Contro queste acute osservazioni di Cacciari-Crozza si ergono invece le reprimende di Ernesto Galli della Loggia. Me ne sono andato “motu proprio” dal “Corriere della sera”, non cacciato via, come mi è capitato in altre prestigiose testate, proprio perché non sopportavo i predicozzi di questo autore, come dei suoi compagni in destrismo acuto quali sono Angelo Panebianco e Francesco Giavazzi. La tesi espressa dal Galli della Loggia, sul “Corriere” del 26 marzo, è esattamente l’opposto di quanto, con giusta intelligenza, ha espresso il duo Cacciari-Crozza, che cioè noi occidentali dobbiamo essere più duri con questi scomodi ospiti, obbligarli ad accettare i nostri riti e miti.

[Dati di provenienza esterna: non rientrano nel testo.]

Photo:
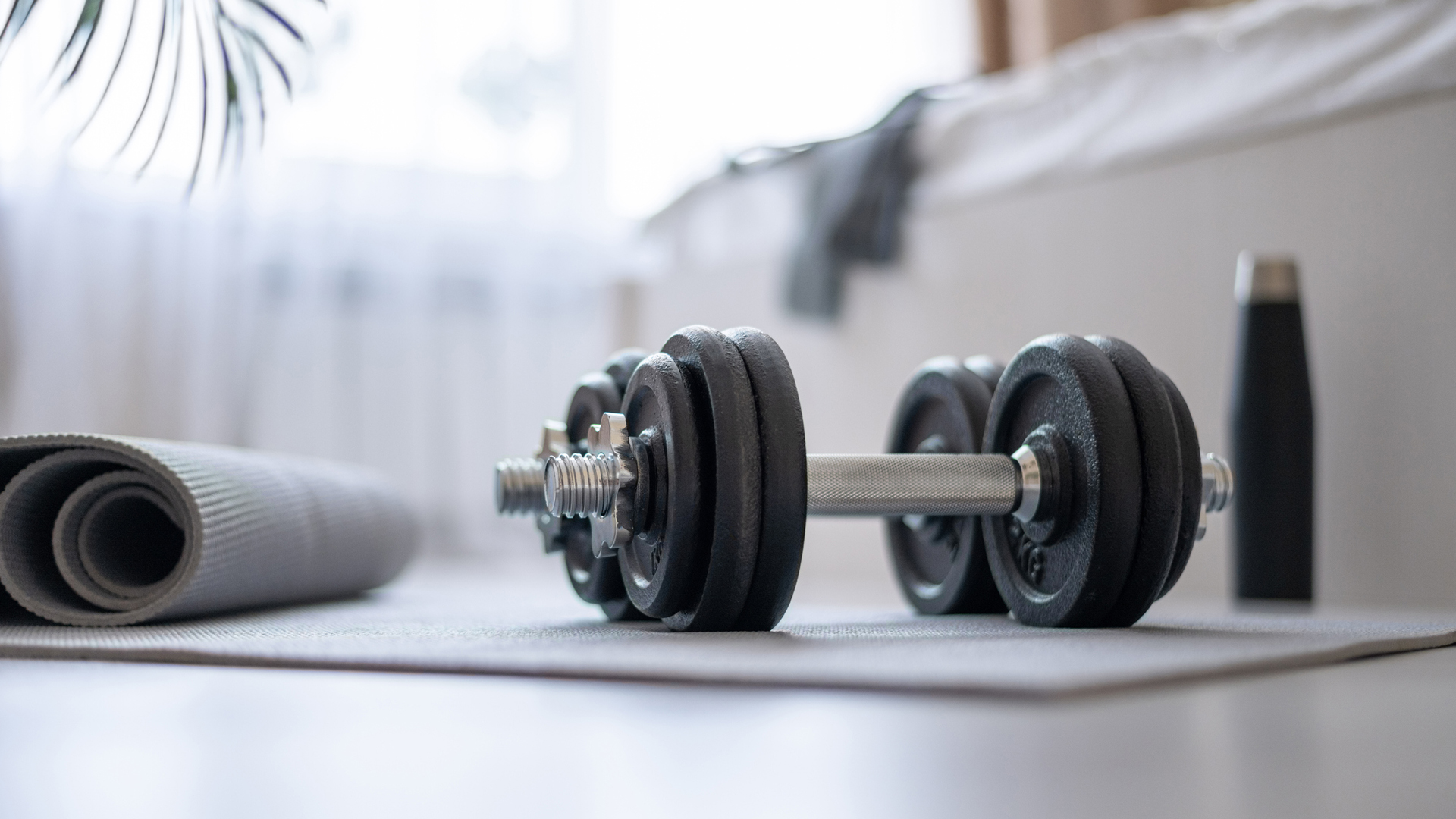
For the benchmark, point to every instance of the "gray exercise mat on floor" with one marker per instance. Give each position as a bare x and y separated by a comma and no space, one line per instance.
112,531
475,624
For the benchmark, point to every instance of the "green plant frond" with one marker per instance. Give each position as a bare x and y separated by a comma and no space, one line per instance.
14,22
237,47
80,38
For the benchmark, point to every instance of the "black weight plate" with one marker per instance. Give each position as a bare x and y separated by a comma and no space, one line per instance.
596,580
620,365
1069,385
595,394
785,480
728,439
941,560
1191,483
664,573
1163,482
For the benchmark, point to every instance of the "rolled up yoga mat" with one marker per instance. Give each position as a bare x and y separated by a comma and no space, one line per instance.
114,531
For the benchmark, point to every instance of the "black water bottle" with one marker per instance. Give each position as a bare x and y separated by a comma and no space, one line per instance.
1273,436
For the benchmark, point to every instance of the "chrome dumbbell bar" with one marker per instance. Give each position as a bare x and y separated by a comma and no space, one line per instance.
590,485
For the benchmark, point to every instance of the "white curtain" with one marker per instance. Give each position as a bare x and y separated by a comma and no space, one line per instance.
419,322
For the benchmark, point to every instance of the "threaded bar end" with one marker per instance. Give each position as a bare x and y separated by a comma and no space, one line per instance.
519,483
577,485
1218,483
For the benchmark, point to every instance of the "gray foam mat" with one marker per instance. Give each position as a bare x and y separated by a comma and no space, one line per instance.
114,531
460,621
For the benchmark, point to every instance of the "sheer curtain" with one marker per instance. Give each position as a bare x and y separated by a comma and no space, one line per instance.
431,246
422,324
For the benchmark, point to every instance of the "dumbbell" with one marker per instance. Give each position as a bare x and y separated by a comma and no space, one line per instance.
519,487
1082,466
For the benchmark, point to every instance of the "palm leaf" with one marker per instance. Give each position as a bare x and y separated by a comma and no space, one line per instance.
237,55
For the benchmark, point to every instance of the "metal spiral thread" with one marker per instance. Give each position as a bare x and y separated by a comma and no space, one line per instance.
579,485
1218,483
519,485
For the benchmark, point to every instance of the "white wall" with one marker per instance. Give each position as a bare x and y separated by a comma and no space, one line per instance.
1367,205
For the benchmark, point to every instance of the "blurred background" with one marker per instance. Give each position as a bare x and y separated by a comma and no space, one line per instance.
400,232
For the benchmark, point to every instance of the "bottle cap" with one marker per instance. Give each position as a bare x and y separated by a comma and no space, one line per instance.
1266,280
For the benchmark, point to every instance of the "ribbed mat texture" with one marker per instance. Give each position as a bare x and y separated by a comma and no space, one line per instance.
487,620
114,531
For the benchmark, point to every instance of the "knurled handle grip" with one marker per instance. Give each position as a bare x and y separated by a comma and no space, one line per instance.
912,484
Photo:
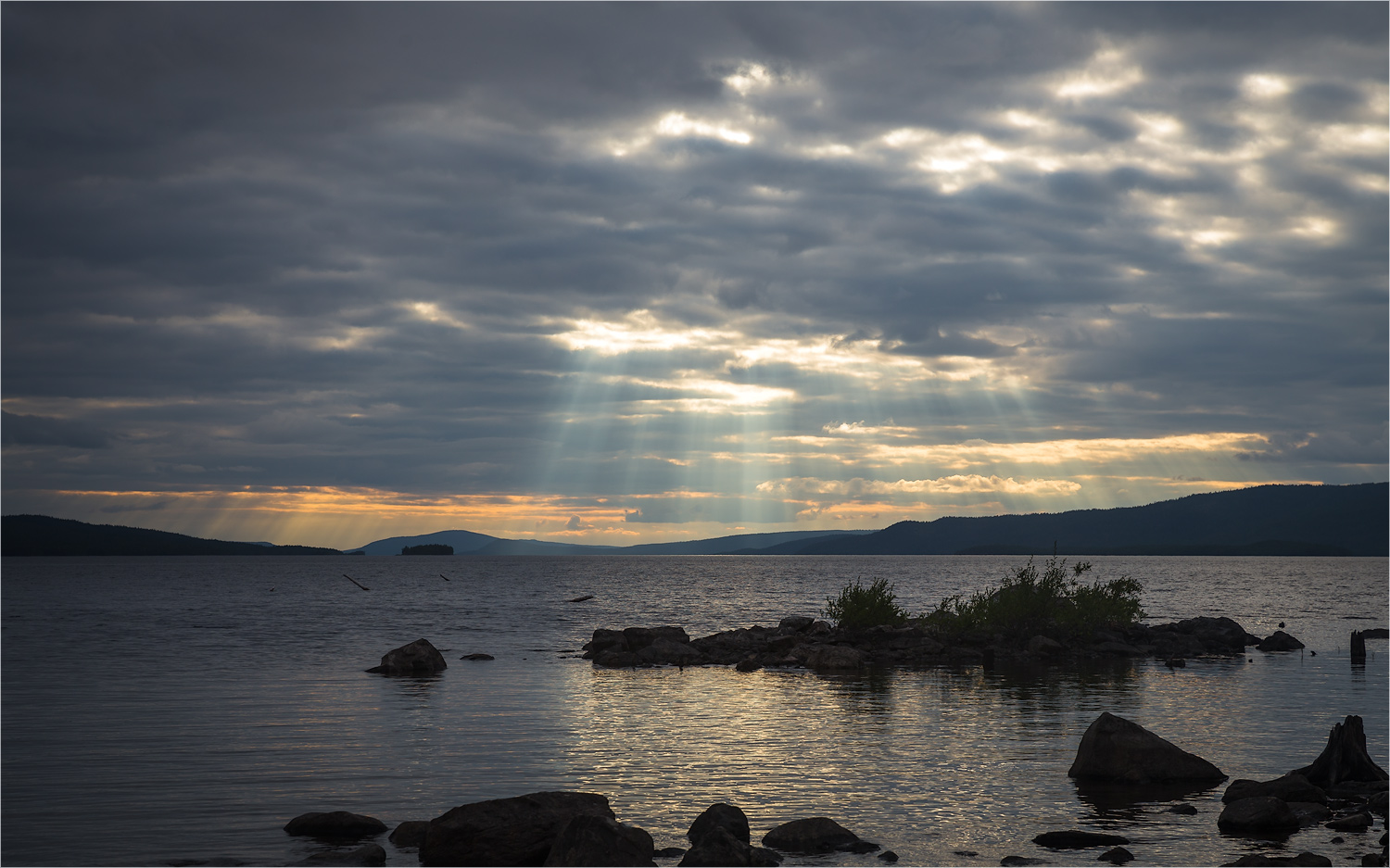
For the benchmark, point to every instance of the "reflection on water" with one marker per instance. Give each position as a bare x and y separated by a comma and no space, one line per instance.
205,750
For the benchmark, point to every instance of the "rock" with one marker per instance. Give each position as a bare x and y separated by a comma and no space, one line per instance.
1345,757
1376,804
1075,839
1258,814
516,831
720,817
411,834
1279,642
836,659
719,848
1308,812
669,653
641,636
1290,787
1119,750
616,660
366,854
1353,823
811,835
1311,860
600,840
335,825
416,659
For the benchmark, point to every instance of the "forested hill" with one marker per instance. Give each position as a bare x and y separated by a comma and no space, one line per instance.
41,535
1265,520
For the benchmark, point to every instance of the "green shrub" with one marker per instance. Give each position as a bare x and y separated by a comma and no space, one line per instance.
1029,601
859,607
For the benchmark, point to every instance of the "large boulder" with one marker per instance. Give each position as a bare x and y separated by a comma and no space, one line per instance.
1259,814
335,825
720,815
1290,787
517,831
598,840
416,659
1122,751
811,835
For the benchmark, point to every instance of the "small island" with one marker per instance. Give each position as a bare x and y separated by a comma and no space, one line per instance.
428,548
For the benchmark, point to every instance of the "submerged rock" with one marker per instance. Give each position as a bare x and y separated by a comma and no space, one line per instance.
366,856
416,659
409,834
335,825
516,831
1119,750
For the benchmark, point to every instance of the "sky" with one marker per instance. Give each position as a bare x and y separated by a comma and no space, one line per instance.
324,274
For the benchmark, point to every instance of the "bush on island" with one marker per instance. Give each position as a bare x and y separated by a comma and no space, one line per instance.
1053,600
859,607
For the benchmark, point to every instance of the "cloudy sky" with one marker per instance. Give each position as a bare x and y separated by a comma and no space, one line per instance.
322,274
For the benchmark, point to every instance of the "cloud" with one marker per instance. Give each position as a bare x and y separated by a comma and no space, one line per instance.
436,252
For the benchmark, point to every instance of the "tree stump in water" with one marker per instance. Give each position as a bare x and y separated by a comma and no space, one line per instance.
1358,646
1345,757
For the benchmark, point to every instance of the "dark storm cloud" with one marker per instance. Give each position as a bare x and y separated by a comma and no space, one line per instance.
344,245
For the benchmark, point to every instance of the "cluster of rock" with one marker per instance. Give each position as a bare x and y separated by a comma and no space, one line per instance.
817,645
570,829
1342,789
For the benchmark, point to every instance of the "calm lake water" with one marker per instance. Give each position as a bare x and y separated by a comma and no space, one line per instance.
158,710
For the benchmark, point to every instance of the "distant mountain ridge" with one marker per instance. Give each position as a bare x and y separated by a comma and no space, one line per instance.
44,535
1273,520
1337,520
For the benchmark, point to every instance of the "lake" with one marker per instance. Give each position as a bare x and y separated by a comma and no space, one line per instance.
174,710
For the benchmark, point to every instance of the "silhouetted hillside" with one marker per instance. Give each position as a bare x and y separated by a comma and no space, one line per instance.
1265,520
42,535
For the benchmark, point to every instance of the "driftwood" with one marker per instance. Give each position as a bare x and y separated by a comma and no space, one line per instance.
1345,757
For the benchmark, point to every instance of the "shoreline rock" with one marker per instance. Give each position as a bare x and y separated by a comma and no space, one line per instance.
803,642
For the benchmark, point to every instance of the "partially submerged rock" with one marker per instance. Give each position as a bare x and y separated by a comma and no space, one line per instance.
1119,750
1279,642
1258,814
335,825
1290,787
811,835
517,831
600,840
1076,839
416,659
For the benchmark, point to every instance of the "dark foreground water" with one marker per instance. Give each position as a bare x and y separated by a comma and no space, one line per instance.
158,710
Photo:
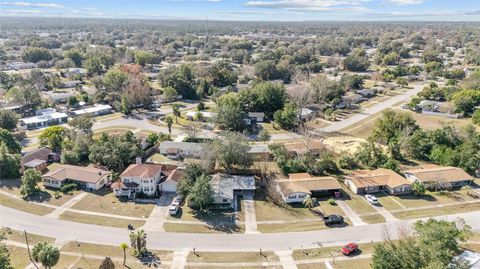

Come se invece non fosse proprio la discriminazione, sociale, economica, etica con cui li opprimiamo, a costringerli a farsi delle loro usanze uno scudo protettivo, che però, per troppa compressione, a un certo punto provoca dei punti di rottura e di esplosione, non solo metaforica, ma ahimé anche dolorosamente reale.